Ferry boats brought two teams separately to Caluya and Semirara while a chopper brought another group of DSWD staff to Liwagao.

The personnel on boats left Lipata port on the Antique mainland around 10 am for a six-hour trip to Semirara.

Barredo said they brought 500 more family food boxes to augment the 2,000-plus food packs sent earlier.


To give a picture of the impact of the oil spill that followed the sinking on February 28 of the MT Princess Empress, the PCG said Liwagao island alone had 2 kilometers of affected shoreline.

Volunteers and local government and PCG crew collected an estimated 8,000 liters of oily waste and 600 liters of oily water from the sea. In addition, they collected 10 drums of contaminated sand and other shore debris.

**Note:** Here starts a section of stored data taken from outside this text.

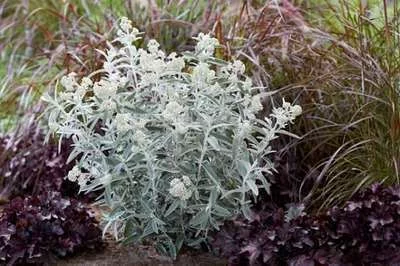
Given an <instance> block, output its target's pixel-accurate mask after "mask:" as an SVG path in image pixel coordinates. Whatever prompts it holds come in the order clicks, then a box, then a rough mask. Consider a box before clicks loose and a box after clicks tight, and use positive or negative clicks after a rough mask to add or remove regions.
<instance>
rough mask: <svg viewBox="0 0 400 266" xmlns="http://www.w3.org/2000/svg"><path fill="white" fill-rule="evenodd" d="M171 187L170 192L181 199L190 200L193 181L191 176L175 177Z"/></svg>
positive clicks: (174, 196) (172, 179) (169, 189)
mask: <svg viewBox="0 0 400 266" xmlns="http://www.w3.org/2000/svg"><path fill="white" fill-rule="evenodd" d="M170 186H171V188H170V189H169V193H170V194H171V195H172V196H174V197H177V198H180V199H181V200H188V199H189V198H190V197H191V196H192V192H193V191H192V189H191V188H190V186H192V182H191V181H190V178H189V177H187V176H183V177H182V179H179V178H174V179H172V180H171V182H170Z"/></svg>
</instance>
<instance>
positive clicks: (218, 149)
mask: <svg viewBox="0 0 400 266" xmlns="http://www.w3.org/2000/svg"><path fill="white" fill-rule="evenodd" d="M207 142H208V143H209V144H210V145H211V147H212V148H213V149H214V150H216V151H220V150H221V147H220V146H219V143H218V140H217V139H216V138H215V137H213V136H208V137H207Z"/></svg>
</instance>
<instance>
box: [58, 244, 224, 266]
mask: <svg viewBox="0 0 400 266" xmlns="http://www.w3.org/2000/svg"><path fill="white" fill-rule="evenodd" d="M50 265H59V266H67V265H68V266H111V265H112V266H114V265H117V266H153V265H162V266H164V265H165V266H167V265H168V266H169V265H178V266H187V265H188V266H192V265H196V266H208V265H210V266H214V265H216V266H219V265H220V266H223V265H227V262H226V261H225V260H224V259H221V258H218V257H215V256H212V255H211V254H208V253H200V254H199V253H186V254H182V255H180V256H179V257H178V258H177V260H176V261H173V260H172V259H170V258H168V257H164V256H160V255H158V254H157V253H156V252H155V250H154V249H152V248H150V247H144V246H130V247H126V246H120V245H115V244H113V243H108V246H107V248H105V249H104V250H103V251H101V252H91V253H83V254H81V255H78V256H75V257H72V258H68V259H62V260H61V259H60V260H57V261H55V262H54V263H51V264H50Z"/></svg>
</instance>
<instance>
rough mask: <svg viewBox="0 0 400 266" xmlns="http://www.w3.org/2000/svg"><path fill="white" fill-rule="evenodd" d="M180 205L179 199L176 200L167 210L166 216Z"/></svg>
mask: <svg viewBox="0 0 400 266" xmlns="http://www.w3.org/2000/svg"><path fill="white" fill-rule="evenodd" d="M178 206H179V200H174V201H173V202H172V204H171V205H169V207H168V209H167V210H166V212H165V217H168V216H169V215H170V214H171V213H172V212H174V211H175V210H176V208H178Z"/></svg>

At the briefing, officials released a list of safety wear and equipment sent by the Office of Civil Defense, the DSWD, and the Department of Health, including over a thousand N95 medical grade masks, and 10,000 pcs of ordinary masks, hard hats, goggles, gloves, boots, and PPE sets.

But EMB Region 6’s Environmental Education and Special Concerns chief Arjunn Marven Calvo asked government bodies to “control the rate of exposure of people conducting the clean up.”

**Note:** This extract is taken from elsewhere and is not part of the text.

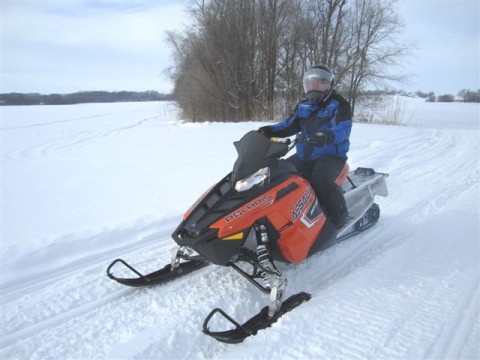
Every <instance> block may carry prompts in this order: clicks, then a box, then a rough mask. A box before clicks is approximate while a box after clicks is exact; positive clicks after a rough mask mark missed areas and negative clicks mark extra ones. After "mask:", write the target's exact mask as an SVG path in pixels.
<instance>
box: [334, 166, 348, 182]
mask: <svg viewBox="0 0 480 360" xmlns="http://www.w3.org/2000/svg"><path fill="white" fill-rule="evenodd" d="M349 172H350V165H348V163H347V162H346V163H345V166H344V167H343V169H342V171H341V172H340V174H339V175H338V176H337V178H336V179H335V184H337V185H338V186H342V185H343V184H345V181H347V177H348V173H349Z"/></svg>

“PPE’s (personal protective equipment) can only protect you so much,” he pointed out.

He urged cleaning crew to stay away from oil-contaminated areas at the hottest hours of the day to prevent medical complications.

“Don’t stretch the time you spend on the shore. Cease operations when the temperature gets too warm and wait until the collected oil debris stop emitting heat,” he said in a mix of English and Hiligaynon.


RECOVERY. More than 2,500 seaweed farmers, mostly residents of Caluya town in Antique province, lost their seaweed farms to Severe Tropical Storm Paeng (Nalgae) in 2022. Caluya tourism office

Caluya’s critical seaweed farms are safe for now, Barredo said, adding that initial radar probes of the sunken vessel indicate that most of its cargo hatches seem intact, limiting the oil leak.

“But as long as vessel is on the seabed and cargo remains, there’s a real potential of a spill again,” he stressed.

The MT Princess Empress, on a journey from Limay, Bataan to Iloilo, was carrying 800,000 liters of industrial oil. Benjamin said the Western Visayas PCG still does not know the consignee of the cargo.